Issue and Standard of Review
[4] The issue before the Court is whether the Decision was reasonable. In conducting a reasonableness review, the Court must determine whether the Decision is “based on an internally coherent and rational chain of analysis”
and is “justified in relation to the facts and law that constrain the decision maker”
(Canada (Minister of Citizenship and Immigration) v Vavilov, 2019 SCC 65 [Vavilov] at paras 85-86). It is the Applicant who bears the onus of demonstrating that the Decision is unreasonable (Vavilov at para 100). For the reviewing court to intervene, the challenging party must satisfy the court that “there are sufficiently serious shortcomings in the decision such that it cannot be said to exhibit the requisite degree of justification, intelligibility and transparency”
, and that such alleged shortcomings or flaws “must be more than merely superficial or peripheral to the merits of the decision”
(Vavilov at para 100).
[5] I note that the Applicant’s memorandum listed, “was there a breach of procedural fairness?”
as an issue, however, this issue was not developed further in the memorandum. During oral argument, the Applicant was questioned as to what were the alleged breaches of procedural fairness. Based on the response provided, I find that the issue of whether the Decision was reasonable is the only issue presently before the Court.
III.
Analysis
[6] I find the determinative issue to be the Officer’s treatment of the Applicant’s family ties. The refusal letter states: “I am not satisfied that you will leave Canada at the end of your stay, as stipulated in subsection 216(1) of the IRPR, based on your family ties in Canada and in your country of residence.”
The Officer’s Global Case Management System [GCMS] notes, which form part of the Decision, state: “The applicant is married, spouse is not accompanying. PA states to have close family ties in their home country, but is not sufficiently established. I have concerns that the ties to Iran are not sufficiently great to motivate departure from Canada.”
[7] As per the record, the Applicant has no family ties in Canada. With respect to her family ties in Iran, the Applicant’s spouse resides in Iran and intends to remain there while she studies in Canada. Her parents reside in Iran and she is an only child. In addition to her family ties in Iran, the Applicant co-owns residential property in Iran and has been employed by the Ministry of Energy in various roles since April 2015. The Applicant’s spouse has been employed by a private entity in an engineering role since December 2016.
[8] While the written reasons given by an administrative body must not be assessed against a standard of perfection (Vavilov at para 91), they must nevertheless be intelligible and justified (Vavilov at para 96).
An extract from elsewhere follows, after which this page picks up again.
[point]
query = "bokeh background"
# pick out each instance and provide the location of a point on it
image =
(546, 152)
Given the factual circumstances of this case, the record before the Officer, and the contents of the GCMS notes, I find that the Officer’s reliance on the Applicant’s “family ties in Canada and in [her] country of residence”
as a reason for refusing the study permit to be a reviewable error on the basis that it is neither intelligible nor justified (Seyedsalehi v Canada (Citizenship and Immigration), 2022 FC 1250 at para 10; Rahmati v Canada (Citizenship and Immigration), 2021 FC 778 at para 18).
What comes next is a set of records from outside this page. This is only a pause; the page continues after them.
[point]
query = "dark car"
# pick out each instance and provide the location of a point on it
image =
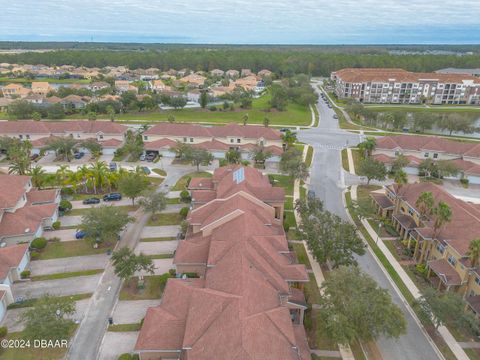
(90, 201)
(112, 197)
(80, 234)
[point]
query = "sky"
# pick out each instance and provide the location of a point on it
(243, 21)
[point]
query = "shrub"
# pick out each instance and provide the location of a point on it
(184, 212)
(185, 196)
(125, 356)
(65, 205)
(38, 243)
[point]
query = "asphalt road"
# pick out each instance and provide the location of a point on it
(88, 338)
(328, 180)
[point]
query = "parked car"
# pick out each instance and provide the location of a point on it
(79, 155)
(112, 197)
(80, 234)
(91, 201)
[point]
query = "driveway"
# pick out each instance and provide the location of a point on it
(63, 235)
(160, 231)
(130, 312)
(12, 319)
(77, 204)
(69, 264)
(156, 247)
(60, 287)
(71, 220)
(116, 343)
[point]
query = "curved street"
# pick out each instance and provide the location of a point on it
(329, 180)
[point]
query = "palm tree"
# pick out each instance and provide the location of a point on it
(474, 252)
(425, 203)
(37, 173)
(442, 214)
(99, 175)
(368, 146)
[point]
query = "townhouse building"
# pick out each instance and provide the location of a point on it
(163, 137)
(443, 250)
(384, 85)
(465, 156)
(244, 289)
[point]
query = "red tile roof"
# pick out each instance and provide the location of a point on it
(10, 257)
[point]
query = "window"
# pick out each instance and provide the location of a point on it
(440, 248)
(452, 260)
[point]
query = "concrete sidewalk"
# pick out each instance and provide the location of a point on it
(444, 332)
[9] The Respondent pleads that while the family ties are mentioned in the refusal letter, it is apparent from the GCMS notes that family ties were not central to the Decision. The Respondent relies on Ocran v Canada (Citizenship and Immigration), 2022 FC 175, where my colleague Justice Andrew D. Little concluded that one error was not sufficient to render an entire decision unreasonable where an officer had three other reasons why they were not satisfied that an applicant would leave Canada at the end of her study time (at paras 46-48).
[10] Considering the record in the present matter and that family ties was one of only two reasons given, I am not prepared to find that this issue was not sufficiently central to avoid rendering the entire decision unreasonable.
IV.
Conclusion
[11] For these reasons, this application for judicial review is allowed. The Decision is set aside, and the case is remitted back to a different officer for reconsideration. No question of general importance was submitted for certification, and I agree that none arise.